I thought this piece was about “Toyin Falola.” Okay, I finally met him on the corridor to the main auditorium. Met him is probably stretching the story. Well-wishers and friends completely surrounded him. Some wanted to take photos with him, and he would quickly pose with them. This went on for a while and finally, it was my turn. I handed a total stranger my phone. And that was it. I have now met the most important person on my list, the erudite professor, Dr Toyin Falola, whom I have since come to know as a generous soul, a learned man, an indefatigable scholar, a knowledgeable keeper and disseminator, a gatherer of people, purposeful academic, and so much more.
Since I met Professor Falola, I have benefited from his treasure chest of knowledge and vast connections, like the woman who touched the hem of The Master’s garment and was healed. In my case, I was held of post-colonial misinformation about the Yoruba people. Reading Toyin Falola offered a new appreciation of the future of Yoruba culture and language, Nigeria’s wealth of tribal diversity, and Africa’s ability to reach her highest potential.

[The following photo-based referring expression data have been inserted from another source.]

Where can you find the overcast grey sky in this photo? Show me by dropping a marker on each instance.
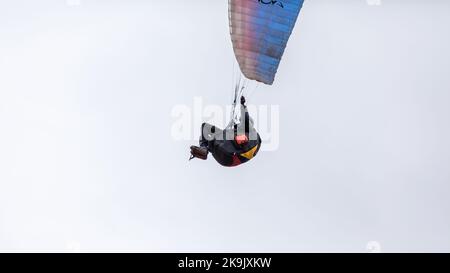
(87, 160)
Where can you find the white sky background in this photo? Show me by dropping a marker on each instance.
(87, 161)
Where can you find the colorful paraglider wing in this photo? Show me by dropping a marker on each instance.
(260, 30)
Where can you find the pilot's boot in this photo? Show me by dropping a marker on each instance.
(199, 152)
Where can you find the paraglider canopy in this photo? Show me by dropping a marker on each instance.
(260, 30)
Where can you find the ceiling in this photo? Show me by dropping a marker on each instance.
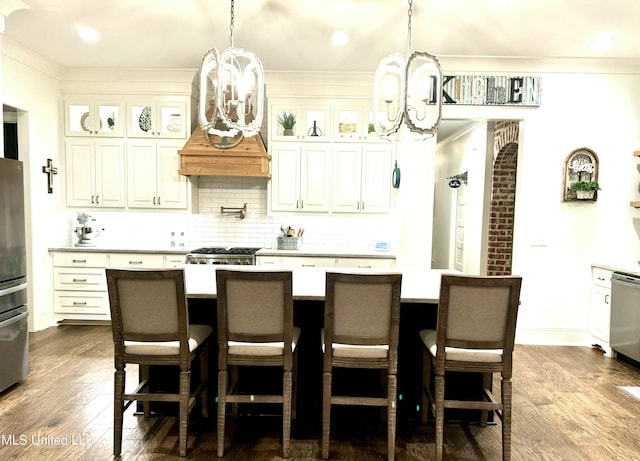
(294, 35)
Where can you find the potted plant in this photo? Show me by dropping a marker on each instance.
(287, 121)
(585, 190)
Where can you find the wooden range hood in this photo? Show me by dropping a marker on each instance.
(200, 157)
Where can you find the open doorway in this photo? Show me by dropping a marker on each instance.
(473, 219)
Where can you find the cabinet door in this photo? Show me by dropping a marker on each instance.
(285, 173)
(376, 179)
(157, 119)
(80, 163)
(94, 118)
(315, 177)
(173, 189)
(110, 173)
(142, 176)
(347, 167)
(600, 312)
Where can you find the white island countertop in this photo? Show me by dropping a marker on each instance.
(418, 286)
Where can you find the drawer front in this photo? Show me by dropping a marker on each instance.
(73, 259)
(136, 261)
(366, 262)
(69, 302)
(81, 279)
(601, 277)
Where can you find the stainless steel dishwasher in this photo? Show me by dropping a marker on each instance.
(625, 314)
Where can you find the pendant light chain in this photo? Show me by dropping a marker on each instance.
(231, 26)
(409, 14)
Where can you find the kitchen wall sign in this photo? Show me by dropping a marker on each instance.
(580, 176)
(485, 90)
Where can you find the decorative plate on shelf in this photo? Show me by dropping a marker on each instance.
(84, 122)
(144, 122)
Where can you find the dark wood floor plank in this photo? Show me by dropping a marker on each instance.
(566, 406)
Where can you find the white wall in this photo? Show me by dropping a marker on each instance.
(31, 85)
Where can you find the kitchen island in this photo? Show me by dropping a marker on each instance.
(419, 298)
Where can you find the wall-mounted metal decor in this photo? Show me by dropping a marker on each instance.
(580, 179)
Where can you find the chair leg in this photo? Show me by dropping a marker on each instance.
(204, 378)
(426, 386)
(286, 413)
(391, 417)
(118, 405)
(487, 383)
(294, 395)
(439, 382)
(183, 418)
(326, 413)
(506, 419)
(143, 375)
(222, 403)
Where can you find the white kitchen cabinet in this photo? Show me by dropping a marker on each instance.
(313, 121)
(86, 116)
(301, 177)
(160, 117)
(95, 172)
(136, 261)
(153, 179)
(361, 178)
(600, 320)
(80, 286)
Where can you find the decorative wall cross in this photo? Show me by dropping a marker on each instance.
(50, 170)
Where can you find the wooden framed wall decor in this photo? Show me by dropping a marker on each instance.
(580, 178)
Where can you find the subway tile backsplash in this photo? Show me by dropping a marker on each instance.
(208, 227)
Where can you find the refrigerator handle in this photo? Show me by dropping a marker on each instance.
(13, 289)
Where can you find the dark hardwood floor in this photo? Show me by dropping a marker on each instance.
(566, 407)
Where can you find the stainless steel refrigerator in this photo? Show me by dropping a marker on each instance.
(14, 346)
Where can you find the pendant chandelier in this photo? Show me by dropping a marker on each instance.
(231, 91)
(408, 89)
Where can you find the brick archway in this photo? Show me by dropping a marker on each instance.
(503, 199)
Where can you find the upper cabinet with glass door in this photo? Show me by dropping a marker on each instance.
(300, 121)
(155, 118)
(353, 122)
(88, 117)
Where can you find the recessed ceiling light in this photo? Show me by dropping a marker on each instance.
(88, 34)
(340, 38)
(603, 41)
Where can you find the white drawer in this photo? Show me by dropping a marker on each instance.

During the pandemic lockdowns, Professor Falola brought a diverse group of people together on Sundays for Toyin Falola Interviews. Although the timing conflicted with Sunday devotions and church attendance, I could still attend many times, and I am glad for that. The Sunday gatherings helped fill gaps in my knowledge, expanded my horizons, and introduced various new concepts and ideas to me and, I am sure, to many others as well.
Before I close, I want to thank Professor Falola for helping to keep us sane during the pandemic lockdown with the various virtual Sunday discourses. I am thankful to be included in those. I wish I could express these thoughts during the virtual birthday celebration held for him on the first of January, 2023, but I had to leave because it was the First Sunday at church. I mention this so that anyone reading this will understand why I am writing instead. This is a well-deserved tribute.
On a recent trip to the United States, I saw an insignia hanging from the mirror of the Uber vehicle taking us to the airport. I said to the driver, “Ambazonia.” He responded with a bit of surprise, “Yes, sir.” We had a very intense conversation about Ambazonia as we drove to the airport, and I could hold my own. As he dropped us off at the airport, he made a comment that he had not carried any other passenger with such rich, in-depth knowledge about Ambazonia. Meanwhile, in my head, I said a heartfelt, “Thank you, Professor Toyin Falola,” as I adjusted my halo, picked up my luggage and walked on air. And, of course, my daughter quipped, “Dad. Why am I not surprised you know about Amba-what?”
Yes. Thank you, Prof. Ẹẹ pẹ fun wa. Gbogbo ohun ti ẹ ti ṣẹ ko ni parẹ. Ayọ ati alaafia ni ao fi ṣe ajọyọ gbogbo ọjo ibi ti o wa lona. Amin. Aṣẹ.
May all the good you have done never be forgotten. May you live long in good health to celebrate many more birthdays with your loved ones, family, friends, and all your counterparts and protégés worldwide. Amen!
Happy birthday, sir, from one of your silent beneficiaries.